Event coordinator, Kristie Wildung, says it’s a day for the kids to learn about a key resource.
“They’re gonna come and spend a day learning about water, wastewater and the environment and they have a full day with a schedule that we plan out for them to go to small group presentations. They’ll go to large group presentations, they get to do some educational games,” Wildung explains.

She says the festival is an important teaching event. “With the state of Iowa’s guidelines, the fifth-grade class ages is the age that students learn about water the water cycle, and so our goal in bringing them into a full day of activities like this is to help them shape their thoughts and processes behind how they might be able to take care of the water,” Wildung says.

One of the events, for example, is making an “edible aquifer.” “Which is a process we take them through learning about what an aquifer in Iowa looks like –but we build that aquifer in a cup using food products and then they’re able to take that with them and eat it and enjoy it during the rest of the day,” she says.

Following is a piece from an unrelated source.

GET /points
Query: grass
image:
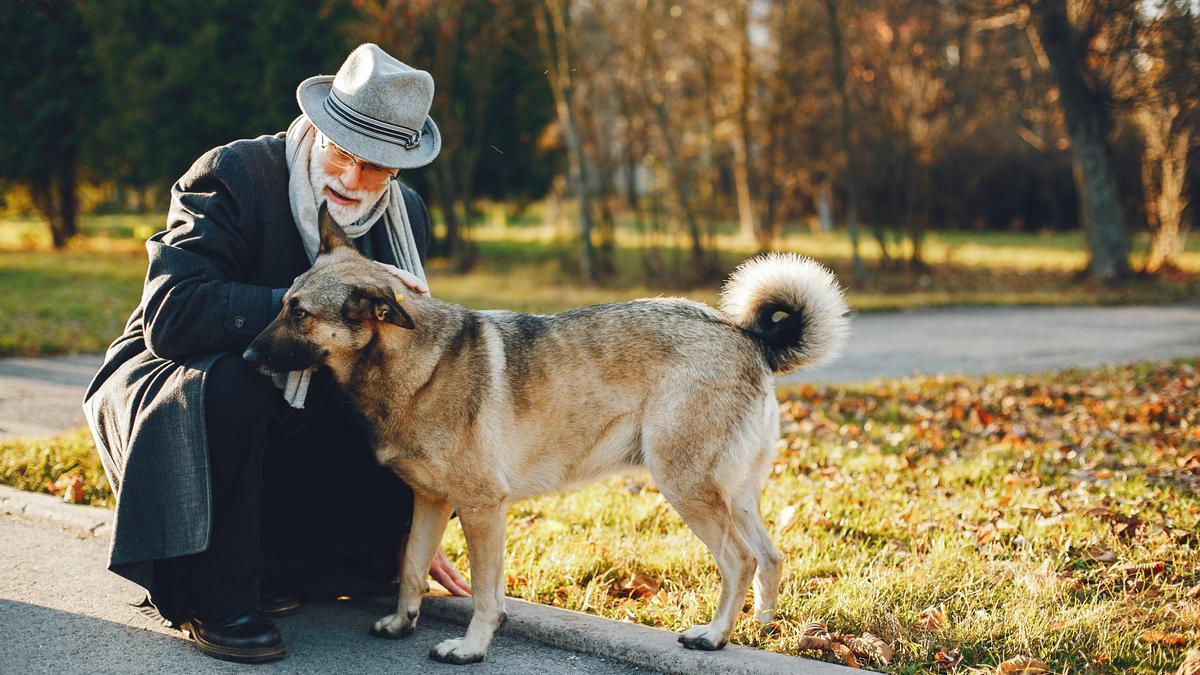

Wildung says water rights have become the focus of lawsuits in other states — and we are lucky here. “In Iowa, we’re very fortunate. We seem to have almost an endless supply of water. But I think what’s happening is more and more of our water is becoming contaminated where we’re not able to recycle and reuse it,” according to Wildung. “And I always tell the kids when they’re at the event that we’re drinking the same water the dinosaurs drink when they were on Earth.”

She says we have to be able to take care of that water for current and future residents. Some 1,900 5th grade students, teachers, and chaperones from across Iowa will participate in the free festival.